Anabela Gradim

Crise da água


Todos os dias morrem cerca de 6 mil pessoas, maioritariamente crianças com menos de 5 anos, devido a doenças relacionadas com o consumo de água imprópria; ou seja, 250 por hora, quatro por minuto. Segundo um relatório da UNESCO estima-se que mais de dois biliões de pessoas são afectadas por escassez de água em mais de 40 países; 1,1 biliões não dispõem de água suficiente para beber, e 2,4 biliões para manter condições sanitárias adequadas.

A manter-se este ritmo, a UNESCO prevê que em 2050 uma em cada quatro pessoas viva em países afectados por falta de água potável. A situação dos países em desenvolvimento é preocupante. Muitos não têm capacidade de fornecer o mínimo de água potável per capita aos seus habitantes, e presentemente metade da população desses países sofrem com falta de água de qualidade.

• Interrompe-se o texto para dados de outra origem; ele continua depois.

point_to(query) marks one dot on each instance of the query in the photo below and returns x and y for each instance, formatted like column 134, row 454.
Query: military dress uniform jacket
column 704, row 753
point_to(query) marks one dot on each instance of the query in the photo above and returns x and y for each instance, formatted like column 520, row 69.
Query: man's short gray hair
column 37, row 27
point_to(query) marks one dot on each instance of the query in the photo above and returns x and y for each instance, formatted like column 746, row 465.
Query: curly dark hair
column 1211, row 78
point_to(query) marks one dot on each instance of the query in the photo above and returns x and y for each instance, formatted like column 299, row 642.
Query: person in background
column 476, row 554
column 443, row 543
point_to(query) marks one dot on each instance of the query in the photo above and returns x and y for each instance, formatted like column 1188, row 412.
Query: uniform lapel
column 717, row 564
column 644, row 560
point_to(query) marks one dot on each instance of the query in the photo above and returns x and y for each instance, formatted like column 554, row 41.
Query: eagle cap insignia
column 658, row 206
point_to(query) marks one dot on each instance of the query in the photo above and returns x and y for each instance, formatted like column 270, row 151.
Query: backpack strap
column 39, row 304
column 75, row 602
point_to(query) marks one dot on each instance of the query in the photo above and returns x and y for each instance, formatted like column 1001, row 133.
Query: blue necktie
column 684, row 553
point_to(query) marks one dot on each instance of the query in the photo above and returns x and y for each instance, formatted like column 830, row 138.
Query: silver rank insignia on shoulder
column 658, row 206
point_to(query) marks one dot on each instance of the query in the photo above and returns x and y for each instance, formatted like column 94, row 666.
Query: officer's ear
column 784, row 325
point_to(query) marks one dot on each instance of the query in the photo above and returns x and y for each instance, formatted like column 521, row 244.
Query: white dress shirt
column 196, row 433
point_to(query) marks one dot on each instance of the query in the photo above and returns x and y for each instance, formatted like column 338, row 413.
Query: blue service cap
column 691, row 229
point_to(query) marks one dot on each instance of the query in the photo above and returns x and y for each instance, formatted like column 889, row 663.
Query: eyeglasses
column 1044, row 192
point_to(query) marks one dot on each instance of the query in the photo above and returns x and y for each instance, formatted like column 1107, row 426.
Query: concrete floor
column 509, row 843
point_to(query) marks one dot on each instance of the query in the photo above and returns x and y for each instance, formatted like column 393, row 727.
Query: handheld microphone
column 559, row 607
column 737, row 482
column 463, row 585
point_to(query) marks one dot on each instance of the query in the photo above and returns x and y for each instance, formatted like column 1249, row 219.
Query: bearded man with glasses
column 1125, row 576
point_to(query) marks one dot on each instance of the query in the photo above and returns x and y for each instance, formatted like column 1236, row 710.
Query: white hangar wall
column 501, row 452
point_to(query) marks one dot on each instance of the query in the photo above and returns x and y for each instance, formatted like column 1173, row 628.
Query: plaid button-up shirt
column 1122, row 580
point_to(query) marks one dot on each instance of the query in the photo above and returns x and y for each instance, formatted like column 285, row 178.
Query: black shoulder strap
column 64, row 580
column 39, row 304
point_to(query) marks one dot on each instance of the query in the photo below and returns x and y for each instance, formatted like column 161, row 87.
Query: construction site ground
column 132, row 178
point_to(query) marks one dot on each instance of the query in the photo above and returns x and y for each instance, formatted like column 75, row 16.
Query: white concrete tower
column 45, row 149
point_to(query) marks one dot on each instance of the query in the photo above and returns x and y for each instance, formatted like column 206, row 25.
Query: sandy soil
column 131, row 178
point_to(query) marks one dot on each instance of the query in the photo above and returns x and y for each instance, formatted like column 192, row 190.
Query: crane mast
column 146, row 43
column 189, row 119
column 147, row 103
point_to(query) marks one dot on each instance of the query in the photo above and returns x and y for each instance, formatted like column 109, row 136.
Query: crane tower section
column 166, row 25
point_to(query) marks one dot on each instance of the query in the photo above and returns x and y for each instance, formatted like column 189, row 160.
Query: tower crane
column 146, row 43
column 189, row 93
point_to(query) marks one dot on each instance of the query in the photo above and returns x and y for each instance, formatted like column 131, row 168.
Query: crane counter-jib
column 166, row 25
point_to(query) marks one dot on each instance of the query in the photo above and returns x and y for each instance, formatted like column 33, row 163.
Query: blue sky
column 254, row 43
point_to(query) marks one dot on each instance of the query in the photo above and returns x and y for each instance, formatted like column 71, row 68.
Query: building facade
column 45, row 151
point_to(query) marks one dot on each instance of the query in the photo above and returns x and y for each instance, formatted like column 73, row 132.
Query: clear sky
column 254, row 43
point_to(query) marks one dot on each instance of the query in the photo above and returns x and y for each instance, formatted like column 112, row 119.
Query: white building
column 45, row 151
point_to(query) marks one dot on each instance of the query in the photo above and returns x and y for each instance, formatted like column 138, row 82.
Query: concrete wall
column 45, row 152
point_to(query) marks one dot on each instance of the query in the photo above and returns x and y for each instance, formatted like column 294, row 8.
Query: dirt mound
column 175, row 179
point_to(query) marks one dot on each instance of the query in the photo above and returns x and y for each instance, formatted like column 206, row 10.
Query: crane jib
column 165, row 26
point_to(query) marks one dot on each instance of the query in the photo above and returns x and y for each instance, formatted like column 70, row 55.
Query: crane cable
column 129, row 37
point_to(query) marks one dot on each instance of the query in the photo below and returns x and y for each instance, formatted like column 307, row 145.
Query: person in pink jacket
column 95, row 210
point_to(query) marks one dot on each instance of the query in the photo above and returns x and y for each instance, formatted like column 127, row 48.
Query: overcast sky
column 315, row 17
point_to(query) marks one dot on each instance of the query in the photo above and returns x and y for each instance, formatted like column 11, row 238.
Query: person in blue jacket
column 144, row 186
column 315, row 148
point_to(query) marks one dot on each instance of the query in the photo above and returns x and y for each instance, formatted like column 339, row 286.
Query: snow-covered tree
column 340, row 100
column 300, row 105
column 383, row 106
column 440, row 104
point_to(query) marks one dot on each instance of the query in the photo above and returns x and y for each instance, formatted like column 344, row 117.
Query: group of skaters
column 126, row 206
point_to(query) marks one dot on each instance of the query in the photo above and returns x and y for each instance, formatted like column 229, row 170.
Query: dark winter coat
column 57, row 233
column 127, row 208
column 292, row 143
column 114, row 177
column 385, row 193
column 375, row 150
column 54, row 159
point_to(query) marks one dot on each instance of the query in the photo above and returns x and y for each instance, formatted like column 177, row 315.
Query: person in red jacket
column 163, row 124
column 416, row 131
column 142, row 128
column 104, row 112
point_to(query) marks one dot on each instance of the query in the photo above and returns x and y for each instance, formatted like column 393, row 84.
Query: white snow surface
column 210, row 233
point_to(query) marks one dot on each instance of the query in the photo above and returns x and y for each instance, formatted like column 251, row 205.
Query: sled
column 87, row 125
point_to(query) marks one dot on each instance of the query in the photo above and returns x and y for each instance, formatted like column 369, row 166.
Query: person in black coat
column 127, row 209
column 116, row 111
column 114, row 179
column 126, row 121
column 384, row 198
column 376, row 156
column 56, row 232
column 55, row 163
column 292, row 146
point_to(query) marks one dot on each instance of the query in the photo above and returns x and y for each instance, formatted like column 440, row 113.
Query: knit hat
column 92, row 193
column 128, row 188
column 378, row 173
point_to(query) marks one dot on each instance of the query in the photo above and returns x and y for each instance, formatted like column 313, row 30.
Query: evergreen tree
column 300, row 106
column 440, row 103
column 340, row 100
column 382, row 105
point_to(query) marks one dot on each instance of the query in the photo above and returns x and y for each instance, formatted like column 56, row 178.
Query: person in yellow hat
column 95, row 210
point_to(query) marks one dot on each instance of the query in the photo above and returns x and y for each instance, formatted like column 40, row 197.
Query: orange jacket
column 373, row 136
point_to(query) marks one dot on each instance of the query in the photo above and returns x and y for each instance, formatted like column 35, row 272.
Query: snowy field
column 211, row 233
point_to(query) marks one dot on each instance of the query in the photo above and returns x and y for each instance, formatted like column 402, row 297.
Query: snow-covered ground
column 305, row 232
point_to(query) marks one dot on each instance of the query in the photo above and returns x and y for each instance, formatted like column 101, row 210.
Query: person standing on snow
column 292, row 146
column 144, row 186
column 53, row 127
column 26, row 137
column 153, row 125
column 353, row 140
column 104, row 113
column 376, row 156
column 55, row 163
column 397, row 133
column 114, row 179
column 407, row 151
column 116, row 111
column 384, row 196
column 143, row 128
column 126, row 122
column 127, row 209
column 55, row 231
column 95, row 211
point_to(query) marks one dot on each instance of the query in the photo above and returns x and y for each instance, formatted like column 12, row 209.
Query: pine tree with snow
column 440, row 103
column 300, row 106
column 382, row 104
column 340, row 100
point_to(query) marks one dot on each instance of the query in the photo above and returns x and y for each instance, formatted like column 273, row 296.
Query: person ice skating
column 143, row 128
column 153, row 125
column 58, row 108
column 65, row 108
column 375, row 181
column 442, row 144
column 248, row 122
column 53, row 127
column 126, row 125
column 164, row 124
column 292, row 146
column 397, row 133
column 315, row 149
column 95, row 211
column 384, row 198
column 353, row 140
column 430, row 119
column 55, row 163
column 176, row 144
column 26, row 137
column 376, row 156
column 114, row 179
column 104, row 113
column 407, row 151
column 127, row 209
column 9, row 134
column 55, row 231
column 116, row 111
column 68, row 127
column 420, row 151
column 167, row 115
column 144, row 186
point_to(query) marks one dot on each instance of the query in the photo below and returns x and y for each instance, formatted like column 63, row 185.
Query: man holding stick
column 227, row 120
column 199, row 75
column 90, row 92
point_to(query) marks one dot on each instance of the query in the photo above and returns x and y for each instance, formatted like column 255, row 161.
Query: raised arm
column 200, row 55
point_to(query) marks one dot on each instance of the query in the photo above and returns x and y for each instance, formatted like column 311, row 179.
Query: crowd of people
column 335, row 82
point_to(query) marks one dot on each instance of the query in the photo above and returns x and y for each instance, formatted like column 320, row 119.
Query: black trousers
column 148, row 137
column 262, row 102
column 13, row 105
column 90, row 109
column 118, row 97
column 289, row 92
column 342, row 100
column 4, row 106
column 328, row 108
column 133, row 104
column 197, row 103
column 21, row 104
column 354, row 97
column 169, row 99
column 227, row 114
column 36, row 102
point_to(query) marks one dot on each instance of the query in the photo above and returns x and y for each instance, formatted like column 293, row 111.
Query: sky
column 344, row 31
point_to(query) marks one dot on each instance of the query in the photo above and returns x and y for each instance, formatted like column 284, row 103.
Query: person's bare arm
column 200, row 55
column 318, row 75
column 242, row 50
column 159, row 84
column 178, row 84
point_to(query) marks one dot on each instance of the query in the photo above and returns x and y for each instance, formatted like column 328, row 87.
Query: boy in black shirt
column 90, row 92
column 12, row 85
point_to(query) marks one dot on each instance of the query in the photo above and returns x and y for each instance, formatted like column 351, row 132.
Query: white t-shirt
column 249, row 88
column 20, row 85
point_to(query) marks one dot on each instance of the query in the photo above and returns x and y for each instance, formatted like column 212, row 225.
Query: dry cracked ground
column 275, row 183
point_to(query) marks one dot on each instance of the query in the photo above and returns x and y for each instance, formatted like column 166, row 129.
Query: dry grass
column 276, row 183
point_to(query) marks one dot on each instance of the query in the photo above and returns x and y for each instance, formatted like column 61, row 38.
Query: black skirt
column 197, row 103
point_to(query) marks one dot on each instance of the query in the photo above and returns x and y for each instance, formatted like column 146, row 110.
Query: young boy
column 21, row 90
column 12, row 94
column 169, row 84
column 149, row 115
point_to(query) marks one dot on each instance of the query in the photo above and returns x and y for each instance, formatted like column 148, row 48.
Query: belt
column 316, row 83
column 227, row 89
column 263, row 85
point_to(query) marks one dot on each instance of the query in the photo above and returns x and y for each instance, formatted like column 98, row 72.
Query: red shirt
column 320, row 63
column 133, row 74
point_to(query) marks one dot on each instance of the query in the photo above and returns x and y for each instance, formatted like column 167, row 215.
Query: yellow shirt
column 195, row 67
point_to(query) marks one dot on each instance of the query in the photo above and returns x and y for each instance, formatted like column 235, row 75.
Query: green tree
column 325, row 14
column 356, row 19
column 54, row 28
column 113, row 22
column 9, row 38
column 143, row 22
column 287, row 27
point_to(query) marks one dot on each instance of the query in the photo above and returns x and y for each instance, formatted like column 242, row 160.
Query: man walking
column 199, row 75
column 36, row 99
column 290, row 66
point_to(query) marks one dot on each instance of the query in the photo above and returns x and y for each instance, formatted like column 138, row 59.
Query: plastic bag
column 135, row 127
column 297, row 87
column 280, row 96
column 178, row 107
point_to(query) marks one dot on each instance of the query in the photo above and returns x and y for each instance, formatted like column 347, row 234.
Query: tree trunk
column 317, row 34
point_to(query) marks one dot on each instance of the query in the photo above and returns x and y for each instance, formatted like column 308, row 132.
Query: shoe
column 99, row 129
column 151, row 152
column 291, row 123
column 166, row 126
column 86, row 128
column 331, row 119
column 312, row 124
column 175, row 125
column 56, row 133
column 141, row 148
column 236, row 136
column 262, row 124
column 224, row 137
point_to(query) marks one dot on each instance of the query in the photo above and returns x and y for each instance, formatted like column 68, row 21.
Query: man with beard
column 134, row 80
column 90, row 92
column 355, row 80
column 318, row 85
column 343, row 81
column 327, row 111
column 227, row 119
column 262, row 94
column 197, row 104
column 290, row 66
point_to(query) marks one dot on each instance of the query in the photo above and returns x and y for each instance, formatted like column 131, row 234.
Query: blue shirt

Igualmente preocupante é o facto de muitos recursos hídricos serem partilhados por duas ou mais nações. Existem presentemente 263 rios partilhados por dois ou mais países, que albergam cerca de 40% da população do globo.

A contaminação dos recursos existentes, por outro lado, parece imparável. «Mesmo quando existe água suficiente para as necessidades presentes, muitos rios, lagos e lençóis de água estão cada vez mais poluídos. As fontes mais frequentes de poluição são os desperdícios humanos (dois milhões de toneladas/dia depositados em cursos de água), poluição industrial e química; e poluição agrícola, pesticidas e fertilizantes. Estima-se que metade da população dos países em vias de desenvolvimento está exposta a fontes de água poluídas que aumentam a incidência de doenças. Essas formas de poluição incluem coliformes fecais, substâncias industriais orgânicas, substâncias ácidas, metais pesados da indústria, amónia, nitratos e fosfatos da agricultura, resíduos de pesticidas (…)». O aumento dos níveis de poluição dos recursos hídricos e o seu reflexo nas condições de vida das populações é particularmente preocupante na Ásia e na Índia.

É evidente que neste quadro mundial, a situação de Portugal é muito razoável, e se neste Verão se fala tanto de água, isso deve-se à seca e aos incêndios (o desaparecimento de floresta tem sérios reflexos no ciclo da água), não a uma preocupação permanente e de longo prazo com os recursos hídricos. Talvez fosse tempo, aproveitando esta infeliz oportunidade trazida pela falta de chuva, de tentar alterar permanentemente alguns hábitos perdulários – não só enquanto vigoram as campanhas publicitárias.

A água é indispensável à viabilidade de todos os ecossistemas. Dela dependem não só a agricultura, ou o bem estar e a saúde das populações, mas, literalmente, a totalidade da vida na terra. Sem água, nem as baratas escapariam; e quando estiver terminada a leitura destas linhas, mais quatro pessoas terão perecido. Tem a certeza que poupou hoje tudo quanto podia?